Bushra Juhi, giornalista dell’Ap,racconta, in un reportage da Baghdad, che, dopo otto anni di presenza sofferta e contrastata –quasi 4.500 caduti, altri 500 circa della coalizione-, le truppe da combattimento statunitensi americane che stanno partendo dall’Iraq lasciano dietro di sé una democrazia zoppicante, e che s’ignora se e come e quanto sopravvivrà, e “amari ricordi di guerra”. Ai più giovani, restano “musica rap, tatuaggi e slang”. E chi scrivesse oggi da Kabul potrebbe offrire una testimonianza analoga-. In Europa, dopo la Seconda Guerra Mondiale, gli americani ci lasciarono la Coca Cola, il boogie woogie, i jeans –e ancora resistono, adattati ai tempi. In Vietnam, da dove scapparono dopo dieci anni di conflitto e oltre 58mila perdite, il lascito, invece, fu poca cosa, o almeno rimase invisibile per molti anni. Ma sotto sotto i germi dell’americanizzazione hanno funzionato se oggi Saigon, ribattezzata Ho Chi Minh City, è la più americana delle città vietnamite e, probabilmente, non piacerebbe affatto all’eroe dell’indipendenza di cui porta il nome.

Le dinamiche e le geografie dell’esportazione militare di mode e costumi sono spesso indecifrabili. Pensiamo allo sport, che non ha risvolti politici diretti. Gli americani hanno lasciato in Giappone e nella Corea del Sud il baseball, che ha pure attecchito ad Anzio e in Romagna e in Olanda, ma altrove in Italia o in Europa poco o punto, mentre non sono riusciti a innestare, in nessun Paese, il loro football (a essere sinceri, uno dei riti più noiosi ed esoterici fra i giochi moderni), mentre il calcio dilaga ovunque nel Mondo, nonostante gli inglesi, all’epoca delle colonie, promuovessero più l’aristocratico cricket che il popolare soccer. Il baseball, poi, ha sue ‘basi’ anche in Paesi ‘anti-americani’, come Cuba e il Venezuela, dove era però arrivato prima delle ‘rivoluzioni’ castrista e chavista.

Certo, rispetto a 60 anni or sono, oggi è molto difficile distinguere l’influenza indotta dalla presenza militare da quella, più sottile e più pervasiva, della preesistente colonizzazione culturale compiuta dalle produzioni ‘made in Usa’ d’ogni tipo: chewingum e Coca Cola, jeans e Tshirts, musica, film e serie tv sono testimoni universali e indelebili d’una avvenuta conquista.

Juhi ci racconta Baghdad prima della partenza, il 31 dicembre, dell’ultimo soldato combattente americano.
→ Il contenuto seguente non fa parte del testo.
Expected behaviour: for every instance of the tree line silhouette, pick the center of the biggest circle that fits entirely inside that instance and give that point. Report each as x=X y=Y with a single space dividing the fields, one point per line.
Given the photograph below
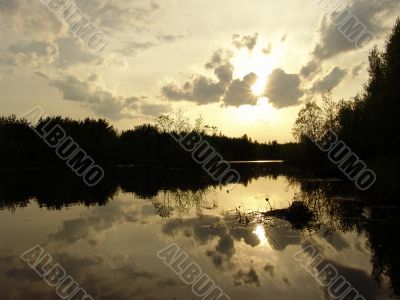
x=148 y=144
x=368 y=123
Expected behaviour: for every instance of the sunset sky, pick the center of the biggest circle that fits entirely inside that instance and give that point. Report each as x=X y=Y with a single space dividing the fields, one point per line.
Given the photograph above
x=246 y=66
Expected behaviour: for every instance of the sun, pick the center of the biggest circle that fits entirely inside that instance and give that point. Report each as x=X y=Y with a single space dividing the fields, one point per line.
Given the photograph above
x=259 y=87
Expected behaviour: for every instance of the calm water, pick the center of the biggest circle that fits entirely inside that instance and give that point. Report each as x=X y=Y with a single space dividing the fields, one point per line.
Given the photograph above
x=107 y=238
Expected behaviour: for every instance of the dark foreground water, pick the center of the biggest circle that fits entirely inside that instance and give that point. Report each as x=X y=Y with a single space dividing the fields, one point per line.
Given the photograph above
x=107 y=238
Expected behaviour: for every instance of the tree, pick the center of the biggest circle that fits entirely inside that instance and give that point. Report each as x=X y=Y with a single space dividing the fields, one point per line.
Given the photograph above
x=309 y=123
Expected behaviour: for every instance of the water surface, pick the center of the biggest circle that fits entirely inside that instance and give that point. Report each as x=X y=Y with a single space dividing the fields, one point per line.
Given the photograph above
x=107 y=238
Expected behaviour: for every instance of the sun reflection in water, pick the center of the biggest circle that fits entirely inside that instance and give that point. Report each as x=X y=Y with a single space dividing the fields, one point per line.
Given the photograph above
x=260 y=232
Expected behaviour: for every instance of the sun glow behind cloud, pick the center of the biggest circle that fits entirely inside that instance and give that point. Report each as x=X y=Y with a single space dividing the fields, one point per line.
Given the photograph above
x=256 y=62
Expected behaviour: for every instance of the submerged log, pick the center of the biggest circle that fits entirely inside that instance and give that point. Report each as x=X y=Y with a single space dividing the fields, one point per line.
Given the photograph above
x=297 y=213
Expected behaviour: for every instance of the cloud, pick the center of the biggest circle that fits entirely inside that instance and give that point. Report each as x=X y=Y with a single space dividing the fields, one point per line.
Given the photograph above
x=240 y=93
x=250 y=277
x=267 y=50
x=330 y=81
x=91 y=94
x=370 y=12
x=248 y=41
x=150 y=109
x=283 y=89
x=202 y=89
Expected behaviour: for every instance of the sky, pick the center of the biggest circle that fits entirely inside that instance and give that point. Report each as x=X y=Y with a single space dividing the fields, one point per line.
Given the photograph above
x=244 y=66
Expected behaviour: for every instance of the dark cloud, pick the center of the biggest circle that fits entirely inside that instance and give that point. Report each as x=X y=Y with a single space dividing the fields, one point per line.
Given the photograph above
x=247 y=41
x=267 y=50
x=243 y=277
x=283 y=90
x=369 y=12
x=170 y=38
x=310 y=69
x=330 y=81
x=357 y=69
x=91 y=94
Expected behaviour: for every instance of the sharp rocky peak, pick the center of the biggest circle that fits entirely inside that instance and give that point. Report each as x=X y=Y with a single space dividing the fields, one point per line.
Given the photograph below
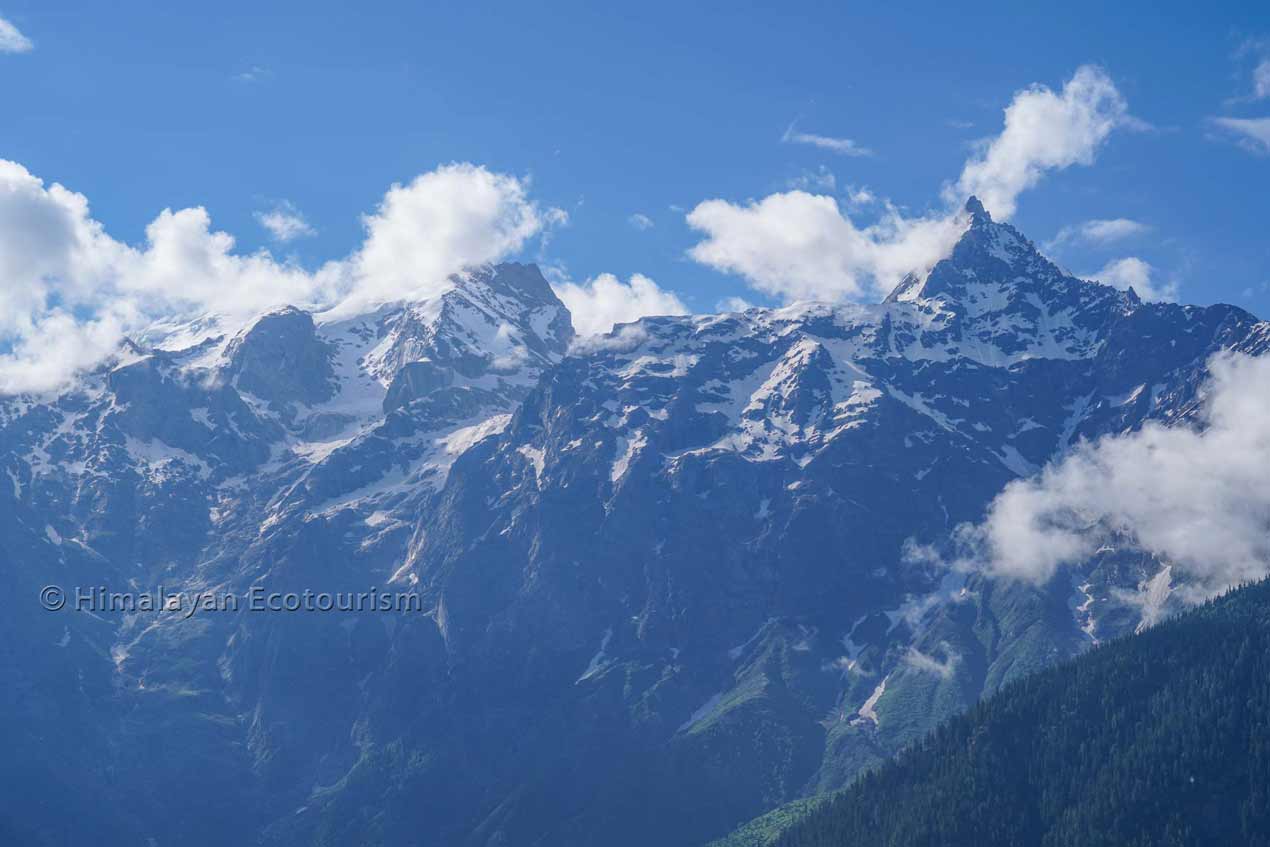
x=995 y=268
La loro influenza è fortissima sui circa 16 milioni di iracheni ‘under 19’ (la metà della popolazione, 8 milioni nati dopo l’invasione), calcola Brett McGurk, ricercatore del Council on Foreign Relations di New York e prima consigliere dell’Ambasciata degli Usa in Iraq. Teen-agers che si chiamano ‘punky’ o ‘hustlers’ e hanno abitudini e consumi del tutto simili a quelli dei loro coetanei americani o europei: ascoltano 50 Cent o Eminem, guardano i film di vampiri della serie Twilight, mangiano pizza e hamburger, girano sui rollerblade e si rasano i capelli alla marine. Mode che resisteranno in Iraq?, o traballanti come la democrazia?